12/17/07 16:05:34 changed by lloydbudd

  • component changed from General to Security.

12/17/07 16:31:41 changed by pishmishy

Apart from the information disclosure, how is this a security bug? If it is security related, I'd say that classification should be for #5473, leaving this as a bug exposed by #5473. I confuse myself. =)

12/17/07 17:10:02 changed by lloydbudd

  • component changed from Security to General.

General is the biggest bucket, so any subclassification is a good thing, but in the context of the work in #5473 this is no longer a security issue.

(in reply to: ↑ description ) 12/17/07 17:11:06 changed by lloydbudd

  • severity changed from major to normal.

12/22/07 07:30:35 changed by ruckus

  • cc set to ruckus.
  • keywords changed from sql, error, feed, query.php to sql, error, feed, query.php, has-patch.

Here is a patch to protect the SQL query for comments from being executed when there are no posts found. I'm using !empty($this->posts) to match the code block just below that fetches the post status (and also refers to $this->posts[0]).

12/22/07 07:31:39 changed by ruckus

  • attachment query.diff added.

Protect against using unset $this->posts

12/22/07 07:32:53 changed by ruckus

I also think the feed should return a 404, just like the post. Will look at that later.

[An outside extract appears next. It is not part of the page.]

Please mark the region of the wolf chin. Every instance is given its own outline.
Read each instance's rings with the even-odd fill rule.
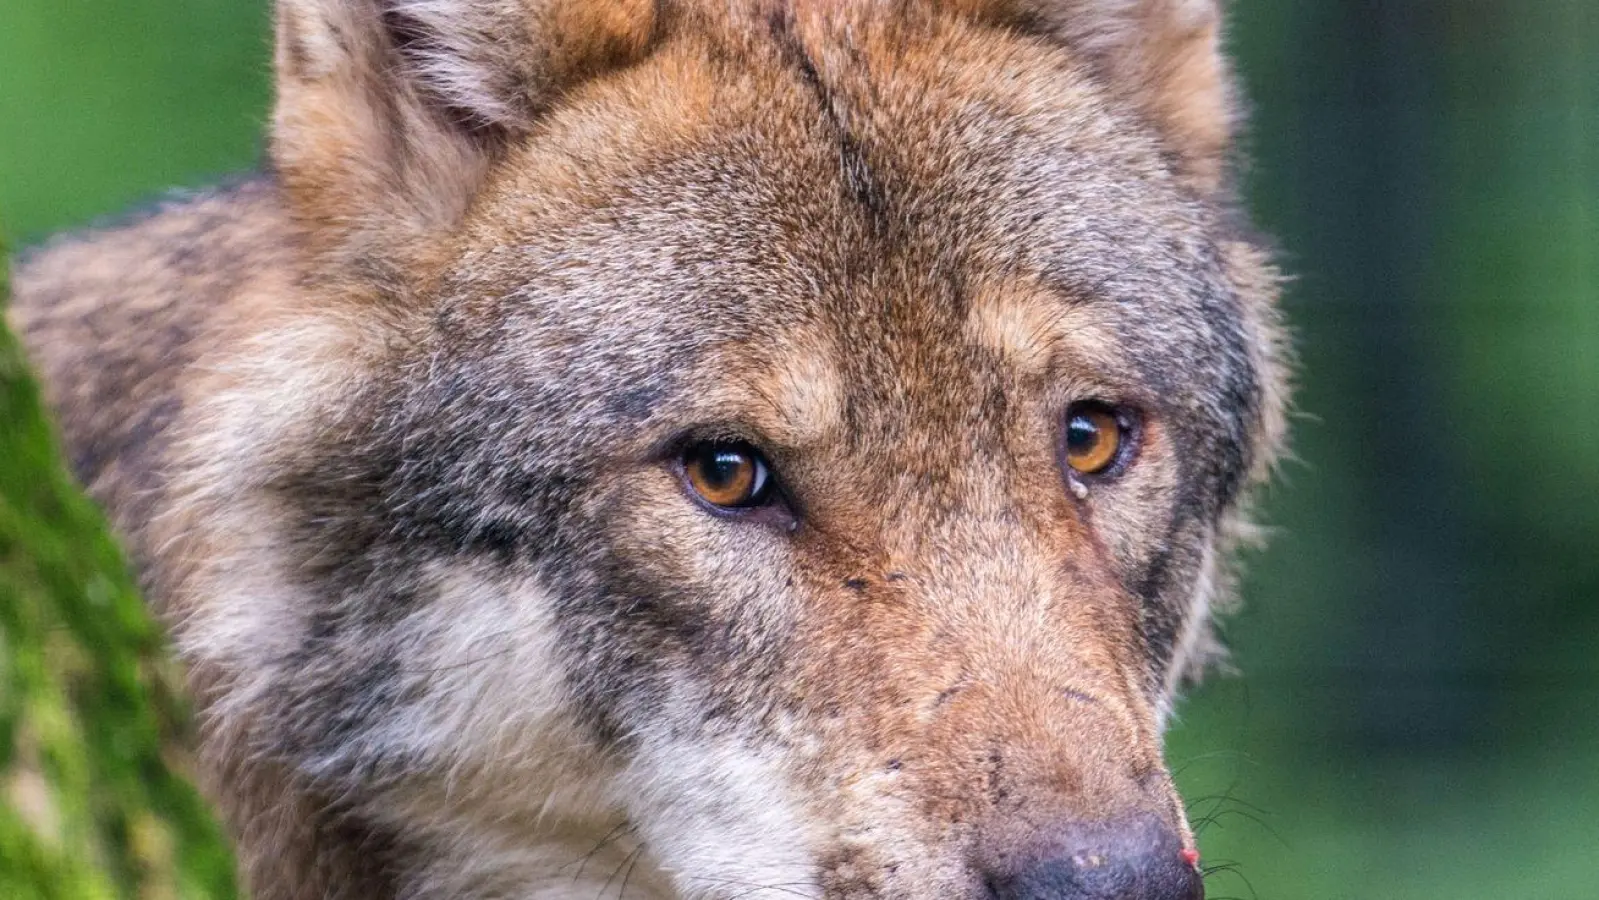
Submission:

01/22/08 21:10:02 changed by Otto42

Apparently there's other ways to trigger this problem:

http://wordpress.org/support/topic/153126 does it by hitting http://example.com/blog/page/2/feed

01/29/08 19:01:40 changed by ryan

(In [6683]) Make sure we have a post when doing post comment feed query. Props ruckus. see #5185

01/29/08 19:02:14 changed by ryan

Put the empty check in for now. Leaving open for 404 resolution.

05/06/08 10:17:57 changed by pishmishy

  • owner changed from pishmishy to anonymous.
  • status changed from assigned to new.